Over and over, ad infinitum, the paper's news pages and editorials have kept up a drumbeat of amen choral support for the re-authorization of mayoral control of the school; never bothering to even provide a soupçon of proper balance. The Post even was able to bury its animus against Randi Weingarten and the UFT-providing her Op-Ed space-when she clearly indicated her support for the Bloomberg scheme.
But, nothing underscores this shameless parody of reporting, as much as the story (on page 2, no less) that the Post ran this past Saturday that "reported" on the mayor's new ad campaign-on, what else, his incredible success with the mayoral control experiment: "Mayor Bloomberg yesterday took his fight for control of city schools to the airwaves. Bloomberg -- seeking re-election to a third term this fall -- released two new campaign ads touting progress in improving student performance since he took charge of the school system in 2002."

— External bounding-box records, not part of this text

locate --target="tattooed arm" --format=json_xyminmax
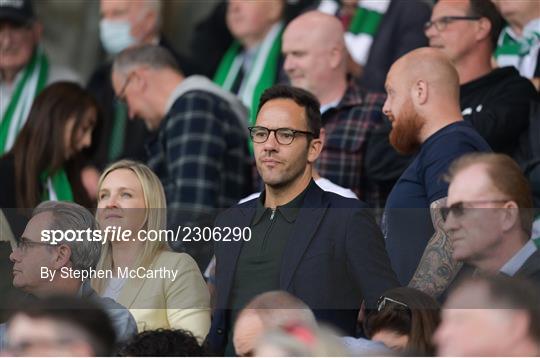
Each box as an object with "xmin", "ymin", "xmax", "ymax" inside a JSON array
[{"xmin": 409, "ymin": 197, "xmax": 462, "ymax": 297}]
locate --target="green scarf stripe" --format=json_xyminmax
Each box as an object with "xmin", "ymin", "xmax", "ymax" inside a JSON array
[
  {"xmin": 494, "ymin": 27, "xmax": 540, "ymax": 58},
  {"xmin": 0, "ymin": 52, "xmax": 38, "ymax": 154},
  {"xmin": 0, "ymin": 48, "xmax": 49, "ymax": 155},
  {"xmin": 248, "ymin": 29, "xmax": 283, "ymax": 125},
  {"xmin": 348, "ymin": 7, "xmax": 384, "ymax": 36},
  {"xmin": 213, "ymin": 41, "xmax": 241, "ymax": 87},
  {"xmin": 39, "ymin": 168, "xmax": 73, "ymax": 201}
]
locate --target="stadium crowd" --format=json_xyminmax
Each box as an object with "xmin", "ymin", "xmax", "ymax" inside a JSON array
[{"xmin": 0, "ymin": 0, "xmax": 540, "ymax": 356}]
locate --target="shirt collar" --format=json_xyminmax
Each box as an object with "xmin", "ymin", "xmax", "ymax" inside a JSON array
[
  {"xmin": 253, "ymin": 179, "xmax": 317, "ymax": 225},
  {"xmin": 499, "ymin": 240, "xmax": 537, "ymax": 276}
]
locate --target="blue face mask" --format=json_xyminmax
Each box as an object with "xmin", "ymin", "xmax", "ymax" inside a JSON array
[{"xmin": 99, "ymin": 19, "xmax": 137, "ymax": 55}]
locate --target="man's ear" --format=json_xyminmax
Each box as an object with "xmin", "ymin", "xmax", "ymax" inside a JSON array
[
  {"xmin": 32, "ymin": 20, "xmax": 43, "ymax": 42},
  {"xmin": 308, "ymin": 137, "xmax": 324, "ymax": 164},
  {"xmin": 52, "ymin": 244, "xmax": 71, "ymax": 270},
  {"xmin": 411, "ymin": 80, "xmax": 429, "ymax": 105},
  {"xmin": 501, "ymin": 201, "xmax": 521, "ymax": 231},
  {"xmin": 475, "ymin": 17, "xmax": 492, "ymax": 41}
]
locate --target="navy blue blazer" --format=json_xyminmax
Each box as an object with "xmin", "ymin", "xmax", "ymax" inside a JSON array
[{"xmin": 208, "ymin": 185, "xmax": 399, "ymax": 354}]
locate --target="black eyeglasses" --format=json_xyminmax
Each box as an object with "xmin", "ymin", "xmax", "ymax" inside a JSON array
[
  {"xmin": 441, "ymin": 199, "xmax": 510, "ymax": 221},
  {"xmin": 116, "ymin": 72, "xmax": 133, "ymax": 106},
  {"xmin": 377, "ymin": 296, "xmax": 410, "ymax": 312},
  {"xmin": 424, "ymin": 16, "xmax": 481, "ymax": 32},
  {"xmin": 248, "ymin": 126, "xmax": 314, "ymax": 145},
  {"xmin": 15, "ymin": 237, "xmax": 51, "ymax": 252}
]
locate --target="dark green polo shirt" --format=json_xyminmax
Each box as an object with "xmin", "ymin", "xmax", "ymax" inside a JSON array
[{"xmin": 227, "ymin": 180, "xmax": 317, "ymax": 353}]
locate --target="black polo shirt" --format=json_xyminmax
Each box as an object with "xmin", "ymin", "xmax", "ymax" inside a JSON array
[{"xmin": 226, "ymin": 180, "xmax": 317, "ymax": 354}]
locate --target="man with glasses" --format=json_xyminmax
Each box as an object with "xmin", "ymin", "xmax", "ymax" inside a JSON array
[
  {"xmin": 112, "ymin": 45, "xmax": 252, "ymax": 268},
  {"xmin": 0, "ymin": 0, "xmax": 79, "ymax": 155},
  {"xmin": 424, "ymin": 0, "xmax": 537, "ymax": 156},
  {"xmin": 442, "ymin": 153, "xmax": 540, "ymax": 285},
  {"xmin": 82, "ymin": 0, "xmax": 194, "ymax": 192},
  {"xmin": 209, "ymin": 86, "xmax": 398, "ymax": 354}
]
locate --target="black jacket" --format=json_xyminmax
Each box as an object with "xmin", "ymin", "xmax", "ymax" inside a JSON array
[
  {"xmin": 208, "ymin": 180, "xmax": 399, "ymax": 354},
  {"xmin": 460, "ymin": 67, "xmax": 538, "ymax": 155}
]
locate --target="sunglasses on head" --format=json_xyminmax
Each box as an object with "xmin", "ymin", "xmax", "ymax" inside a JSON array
[{"xmin": 441, "ymin": 199, "xmax": 509, "ymax": 221}]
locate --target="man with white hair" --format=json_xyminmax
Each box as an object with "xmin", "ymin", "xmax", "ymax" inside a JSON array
[
  {"xmin": 5, "ymin": 201, "xmax": 137, "ymax": 341},
  {"xmin": 0, "ymin": 0, "xmax": 79, "ymax": 155},
  {"xmin": 83, "ymin": 0, "xmax": 193, "ymax": 196}
]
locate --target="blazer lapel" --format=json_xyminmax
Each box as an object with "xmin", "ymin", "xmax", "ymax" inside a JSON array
[
  {"xmin": 216, "ymin": 201, "xmax": 256, "ymax": 308},
  {"xmin": 279, "ymin": 184, "xmax": 328, "ymax": 290}
]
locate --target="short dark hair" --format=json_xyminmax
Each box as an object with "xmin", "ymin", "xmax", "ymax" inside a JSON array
[
  {"xmin": 469, "ymin": 0, "xmax": 504, "ymax": 49},
  {"xmin": 11, "ymin": 296, "xmax": 116, "ymax": 357},
  {"xmin": 118, "ymin": 328, "xmax": 209, "ymax": 357},
  {"xmin": 257, "ymin": 85, "xmax": 322, "ymax": 138}
]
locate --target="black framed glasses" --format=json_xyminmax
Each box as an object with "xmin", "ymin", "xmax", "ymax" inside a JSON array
[
  {"xmin": 377, "ymin": 296, "xmax": 411, "ymax": 312},
  {"xmin": 424, "ymin": 16, "xmax": 481, "ymax": 32},
  {"xmin": 116, "ymin": 72, "xmax": 134, "ymax": 106},
  {"xmin": 441, "ymin": 199, "xmax": 510, "ymax": 221},
  {"xmin": 248, "ymin": 126, "xmax": 314, "ymax": 145},
  {"xmin": 15, "ymin": 237, "xmax": 51, "ymax": 252}
]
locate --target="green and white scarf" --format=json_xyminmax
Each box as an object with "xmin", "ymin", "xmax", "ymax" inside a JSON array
[
  {"xmin": 494, "ymin": 19, "xmax": 540, "ymax": 78},
  {"xmin": 213, "ymin": 22, "xmax": 283, "ymax": 124},
  {"xmin": 39, "ymin": 168, "xmax": 73, "ymax": 201},
  {"xmin": 0, "ymin": 47, "xmax": 49, "ymax": 155},
  {"xmin": 318, "ymin": 0, "xmax": 391, "ymax": 66}
]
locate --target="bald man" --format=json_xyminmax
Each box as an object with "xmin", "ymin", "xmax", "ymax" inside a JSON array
[
  {"xmin": 282, "ymin": 11, "xmax": 408, "ymax": 208},
  {"xmin": 382, "ymin": 48, "xmax": 490, "ymax": 294}
]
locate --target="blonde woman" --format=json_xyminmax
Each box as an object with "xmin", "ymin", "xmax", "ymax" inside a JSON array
[{"xmin": 92, "ymin": 160, "xmax": 210, "ymax": 342}]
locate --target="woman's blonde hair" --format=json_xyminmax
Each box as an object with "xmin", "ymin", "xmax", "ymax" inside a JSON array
[{"xmin": 92, "ymin": 160, "xmax": 168, "ymax": 294}]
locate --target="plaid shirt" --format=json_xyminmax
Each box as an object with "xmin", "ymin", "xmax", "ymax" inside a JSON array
[
  {"xmin": 317, "ymin": 81, "xmax": 388, "ymax": 209},
  {"xmin": 147, "ymin": 90, "xmax": 251, "ymax": 226}
]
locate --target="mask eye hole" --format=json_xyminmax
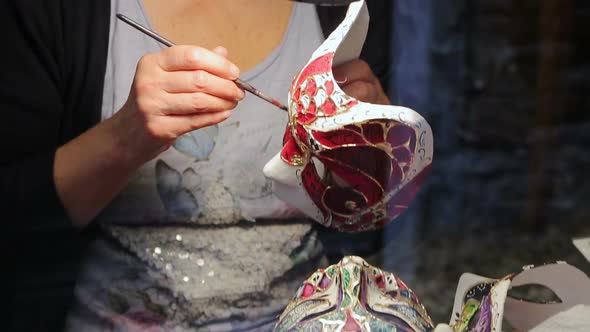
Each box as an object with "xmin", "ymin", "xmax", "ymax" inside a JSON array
[
  {"xmin": 319, "ymin": 273, "xmax": 332, "ymax": 289},
  {"xmin": 375, "ymin": 274, "xmax": 385, "ymax": 290}
]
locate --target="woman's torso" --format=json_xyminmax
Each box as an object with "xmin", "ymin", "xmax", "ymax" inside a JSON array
[{"xmin": 69, "ymin": 0, "xmax": 330, "ymax": 330}]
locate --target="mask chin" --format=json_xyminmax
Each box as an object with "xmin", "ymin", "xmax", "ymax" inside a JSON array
[{"xmin": 262, "ymin": 153, "xmax": 323, "ymax": 221}]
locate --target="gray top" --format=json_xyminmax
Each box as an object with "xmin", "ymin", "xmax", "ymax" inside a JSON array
[{"xmin": 68, "ymin": 0, "xmax": 325, "ymax": 331}]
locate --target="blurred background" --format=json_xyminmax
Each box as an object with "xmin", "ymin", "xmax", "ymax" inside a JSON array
[{"xmin": 369, "ymin": 0, "xmax": 590, "ymax": 322}]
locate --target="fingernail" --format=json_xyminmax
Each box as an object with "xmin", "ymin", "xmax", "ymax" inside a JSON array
[
  {"xmin": 229, "ymin": 65, "xmax": 240, "ymax": 79},
  {"xmin": 237, "ymin": 88, "xmax": 246, "ymax": 100}
]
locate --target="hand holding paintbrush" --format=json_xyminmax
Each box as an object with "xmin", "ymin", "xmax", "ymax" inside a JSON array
[{"xmin": 117, "ymin": 14, "xmax": 288, "ymax": 111}]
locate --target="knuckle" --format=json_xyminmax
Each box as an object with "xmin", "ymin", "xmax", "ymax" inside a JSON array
[
  {"xmin": 191, "ymin": 92, "xmax": 209, "ymax": 112},
  {"xmin": 145, "ymin": 121, "xmax": 163, "ymax": 138},
  {"xmin": 135, "ymin": 95, "xmax": 153, "ymax": 113},
  {"xmin": 193, "ymin": 70, "xmax": 208, "ymax": 91},
  {"xmin": 184, "ymin": 47, "xmax": 203, "ymax": 67}
]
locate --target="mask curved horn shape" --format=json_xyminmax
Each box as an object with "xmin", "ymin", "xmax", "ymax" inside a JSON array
[{"xmin": 264, "ymin": 1, "xmax": 433, "ymax": 232}]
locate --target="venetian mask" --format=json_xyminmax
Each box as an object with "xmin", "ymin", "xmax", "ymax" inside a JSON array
[
  {"xmin": 451, "ymin": 262, "xmax": 590, "ymax": 332},
  {"xmin": 274, "ymin": 256, "xmax": 433, "ymax": 332},
  {"xmin": 264, "ymin": 1, "xmax": 433, "ymax": 232}
]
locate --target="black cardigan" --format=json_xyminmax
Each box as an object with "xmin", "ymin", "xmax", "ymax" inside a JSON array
[{"xmin": 0, "ymin": 0, "xmax": 391, "ymax": 331}]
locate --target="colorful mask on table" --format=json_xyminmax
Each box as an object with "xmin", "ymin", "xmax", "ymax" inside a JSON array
[
  {"xmin": 264, "ymin": 1, "xmax": 433, "ymax": 232},
  {"xmin": 274, "ymin": 256, "xmax": 433, "ymax": 332}
]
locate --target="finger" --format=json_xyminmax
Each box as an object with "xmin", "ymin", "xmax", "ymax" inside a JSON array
[
  {"xmin": 158, "ymin": 46, "xmax": 240, "ymax": 80},
  {"xmin": 162, "ymin": 70, "xmax": 244, "ymax": 101},
  {"xmin": 165, "ymin": 111, "xmax": 231, "ymax": 136},
  {"xmin": 162, "ymin": 92, "xmax": 237, "ymax": 115},
  {"xmin": 213, "ymin": 46, "xmax": 227, "ymax": 58},
  {"xmin": 332, "ymin": 60, "xmax": 376, "ymax": 86}
]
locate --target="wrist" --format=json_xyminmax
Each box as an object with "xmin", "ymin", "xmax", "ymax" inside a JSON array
[{"xmin": 105, "ymin": 106, "xmax": 166, "ymax": 169}]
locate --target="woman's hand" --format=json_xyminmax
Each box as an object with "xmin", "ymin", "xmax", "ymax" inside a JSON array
[
  {"xmin": 333, "ymin": 60, "xmax": 391, "ymax": 105},
  {"xmin": 117, "ymin": 46, "xmax": 244, "ymax": 162},
  {"xmin": 53, "ymin": 46, "xmax": 244, "ymax": 227}
]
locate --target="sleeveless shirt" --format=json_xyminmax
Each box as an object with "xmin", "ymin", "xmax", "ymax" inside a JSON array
[{"xmin": 68, "ymin": 0, "xmax": 325, "ymax": 331}]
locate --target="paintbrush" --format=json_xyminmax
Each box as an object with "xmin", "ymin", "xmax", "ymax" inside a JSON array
[{"xmin": 117, "ymin": 14, "xmax": 288, "ymax": 111}]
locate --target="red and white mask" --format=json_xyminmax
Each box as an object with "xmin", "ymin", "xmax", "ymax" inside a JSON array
[{"xmin": 264, "ymin": 1, "xmax": 433, "ymax": 232}]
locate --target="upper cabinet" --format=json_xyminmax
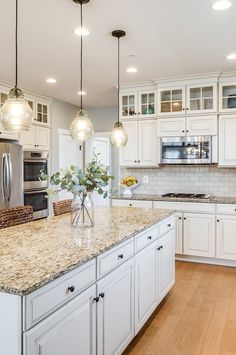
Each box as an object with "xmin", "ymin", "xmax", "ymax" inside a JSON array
[{"xmin": 120, "ymin": 89, "xmax": 157, "ymax": 119}]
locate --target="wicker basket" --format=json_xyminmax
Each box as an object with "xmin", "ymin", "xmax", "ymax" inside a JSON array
[
  {"xmin": 0, "ymin": 206, "xmax": 33, "ymax": 229},
  {"xmin": 53, "ymin": 200, "xmax": 72, "ymax": 216}
]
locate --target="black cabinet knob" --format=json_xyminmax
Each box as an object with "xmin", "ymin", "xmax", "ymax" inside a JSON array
[{"xmin": 68, "ymin": 286, "xmax": 75, "ymax": 292}]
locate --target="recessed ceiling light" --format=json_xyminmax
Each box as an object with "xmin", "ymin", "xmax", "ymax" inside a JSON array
[
  {"xmin": 74, "ymin": 27, "xmax": 90, "ymax": 36},
  {"xmin": 227, "ymin": 53, "xmax": 236, "ymax": 60},
  {"xmin": 126, "ymin": 67, "xmax": 138, "ymax": 73},
  {"xmin": 46, "ymin": 78, "xmax": 57, "ymax": 84},
  {"xmin": 212, "ymin": 0, "xmax": 232, "ymax": 11}
]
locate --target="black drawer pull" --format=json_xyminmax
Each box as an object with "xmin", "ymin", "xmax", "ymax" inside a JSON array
[{"xmin": 68, "ymin": 286, "xmax": 75, "ymax": 292}]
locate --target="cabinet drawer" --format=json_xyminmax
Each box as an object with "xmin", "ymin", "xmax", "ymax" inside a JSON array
[
  {"xmin": 24, "ymin": 259, "xmax": 96, "ymax": 329},
  {"xmin": 97, "ymin": 238, "xmax": 134, "ymax": 278},
  {"xmin": 135, "ymin": 226, "xmax": 158, "ymax": 252},
  {"xmin": 112, "ymin": 199, "xmax": 152, "ymax": 208},
  {"xmin": 216, "ymin": 204, "xmax": 236, "ymax": 216},
  {"xmin": 159, "ymin": 216, "xmax": 175, "ymax": 235}
]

What a farce! Bloomberg, with 80 million dollars or more to spend getting out, "my message," now has the added asset of an unscrupulous amen chorus, "reporting on" the mayor's ads. Bloomberg, whose re-election messages are so incessant and ubiquitous that you'd have to live in Wasila to miss them, now has an exclusive free media outlet that will help repeat and inculcate this one-sided charade-and remember that Bloomberg once defended his spending excess by saying that he couldn't depend on the media to accurately depict his record. Even he must be a little taken aback by the slavisness of the Post's cheerleading.
This lack of journalistic integrity is dramatized today by two companion stories on school governance-one in the NY Times; the other in the Post. The Times story gives us insight into the problems that the mayor may have getting his version of the legislation passed: "More than two weeks later, however, the idea that the bill will sail, unchanged, through the Senate appears more doubtful. In the strange world of Albany politics, the Senate’s 31-to-31 deadlock could mean the mayor would have to concede more than he would care to, even though the Assembly bill would most likely have enough support to pass if it were brought to a vote today."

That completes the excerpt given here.